Challenge Description

🔰 Challenge 296: Transformation!

Solutions

library(tidyverse)
library(readxl)

path = "files/200-299/296/CH-296 Transformation.xlsx"
input = read_excel(path, range = "B2:E18")
test  = read_excel(path, range = "I2:K26") %>% arrange(Date, Product)

result = stack(input[c(1:4)]) %>%
  mutate(date = ifelse(str_detect(values, "\\d{5,5}"), values, NA)) %>%
  fill(date) %>%
  mutate(product = ifelse(str_detect(values, "[A-Z]"), values, NA)) %>%
  group_by(date) %>%
  fill(product) %>%
  ungroup() %>%
  filter(values != product & values != date) %>%
  mutate(date = as.Date(as.numeric(date), origin = "1899-12-30") %>% as.POSIXct(),
         values = as.numeric(values)) %>%
  select(Date = date, Product = product, Result = values) %>% 
  arrange(Date, Product)

all.equal(result, test, check.attributes = FALSE)
# TRUE
  • Logic:

    • Reads the workbook ranges needed for the challenge

    • Aggregates or ranks values at the relevant grouping level

    • Builds the intermediate columns that drive the final result

    • Parses the text patterns directly instead of relying on manual cleanup

  • Strengths:

    • The R solution stays close to the workbook rule and keeps the transformation compact.
  • Areas for Improvement:

    • The code assumes the sheet structure and source ranges remain stable.
  • Gem:

    • The strongest part of the solution is choosing the right intermediate representation before shaping the final output.
import pandas as pd
import numpy as np

path = "200-299/296/CH-296 Transformation.xlsx"
input = pd.read_excel(path, usecols="B:E", skiprows=1, nrows=16)
test = pd.read_excel(path, usecols="I:K", skiprows=1, nrows=25).sort_values(['Date', 'Product']).reset_index(drop=True)

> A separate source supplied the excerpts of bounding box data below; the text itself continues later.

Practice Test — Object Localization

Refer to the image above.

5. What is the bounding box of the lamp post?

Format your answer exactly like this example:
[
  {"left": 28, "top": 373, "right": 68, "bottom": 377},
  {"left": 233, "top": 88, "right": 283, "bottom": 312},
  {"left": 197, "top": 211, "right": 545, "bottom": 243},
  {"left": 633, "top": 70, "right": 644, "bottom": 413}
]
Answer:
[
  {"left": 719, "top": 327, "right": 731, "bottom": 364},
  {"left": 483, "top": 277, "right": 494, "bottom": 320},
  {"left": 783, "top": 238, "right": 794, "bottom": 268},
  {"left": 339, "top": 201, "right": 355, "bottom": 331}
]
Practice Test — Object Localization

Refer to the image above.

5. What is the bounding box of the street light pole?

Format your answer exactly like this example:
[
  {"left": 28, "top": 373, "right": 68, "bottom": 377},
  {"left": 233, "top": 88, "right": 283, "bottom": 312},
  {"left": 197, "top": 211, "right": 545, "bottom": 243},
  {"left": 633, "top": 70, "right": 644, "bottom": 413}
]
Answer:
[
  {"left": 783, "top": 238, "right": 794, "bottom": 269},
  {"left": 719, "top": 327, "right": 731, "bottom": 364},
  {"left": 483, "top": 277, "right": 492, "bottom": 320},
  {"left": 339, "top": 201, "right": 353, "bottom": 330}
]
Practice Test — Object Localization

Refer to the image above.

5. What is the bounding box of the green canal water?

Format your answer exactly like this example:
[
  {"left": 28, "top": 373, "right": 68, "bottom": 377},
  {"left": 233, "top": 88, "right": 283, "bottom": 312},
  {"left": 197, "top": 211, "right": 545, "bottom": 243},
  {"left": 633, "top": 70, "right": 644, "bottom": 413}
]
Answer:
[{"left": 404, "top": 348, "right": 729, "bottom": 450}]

df = input.melt(value_name='Value')['Value']
df = pd.DataFrame(df)
df['Date'] = df['Value'].where(df['Value'].astype(str).str.startswith('2024')).ffill()
df['Product'] = df['Value'].where(df['Value'].isin(['A', 'B', 'C'])).ffill()
df = df[~df['Value'].isin(df['Date'].dropna().unique()) & ~df['Value'].isin(['A', 'B', 'C'])]
df = df.sort_values(['Date', 'Product']).reset_index(drop=True)
df['Result'] = df['Value'].astype(np.int64)
result = df[['Date', 'Product', 'Result']]

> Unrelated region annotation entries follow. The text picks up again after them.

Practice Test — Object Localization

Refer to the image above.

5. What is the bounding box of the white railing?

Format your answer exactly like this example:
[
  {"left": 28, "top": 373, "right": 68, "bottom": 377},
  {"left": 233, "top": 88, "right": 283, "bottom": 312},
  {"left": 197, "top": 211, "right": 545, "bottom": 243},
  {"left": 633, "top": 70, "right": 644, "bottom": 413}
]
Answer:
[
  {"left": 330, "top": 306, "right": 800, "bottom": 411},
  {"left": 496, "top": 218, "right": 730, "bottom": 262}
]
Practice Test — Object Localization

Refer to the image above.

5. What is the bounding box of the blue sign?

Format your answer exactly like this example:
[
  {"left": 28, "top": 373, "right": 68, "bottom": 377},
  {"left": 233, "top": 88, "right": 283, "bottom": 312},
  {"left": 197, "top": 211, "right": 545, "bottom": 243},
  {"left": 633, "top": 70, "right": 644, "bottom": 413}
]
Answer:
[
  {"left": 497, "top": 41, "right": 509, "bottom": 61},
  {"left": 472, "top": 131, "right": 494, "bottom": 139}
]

print(result.equals(test)) # True
  • Logic:

    • Reads the workbook ranges needed for the challenge

    • Reshapes the data into the grain required by the task

  • Strengths:

    • The Python version follows the same rule in a direct dataframe-oriented implementation.
  • Areas for Improvement:

    • The code assumes the workbook layout remains stable, so any sheet redesign would require small adjustments.
  • Gem:

    • The implementation stays close to the original workbook rule instead of adding unnecessary abstraction.

Difficulty Level

This task is moderate:

  • The core logic is clear, but the correct transformation pattern is not obvious from the raw input.

  • The challenge combines multiple reshaping, grouping, or parsing steps.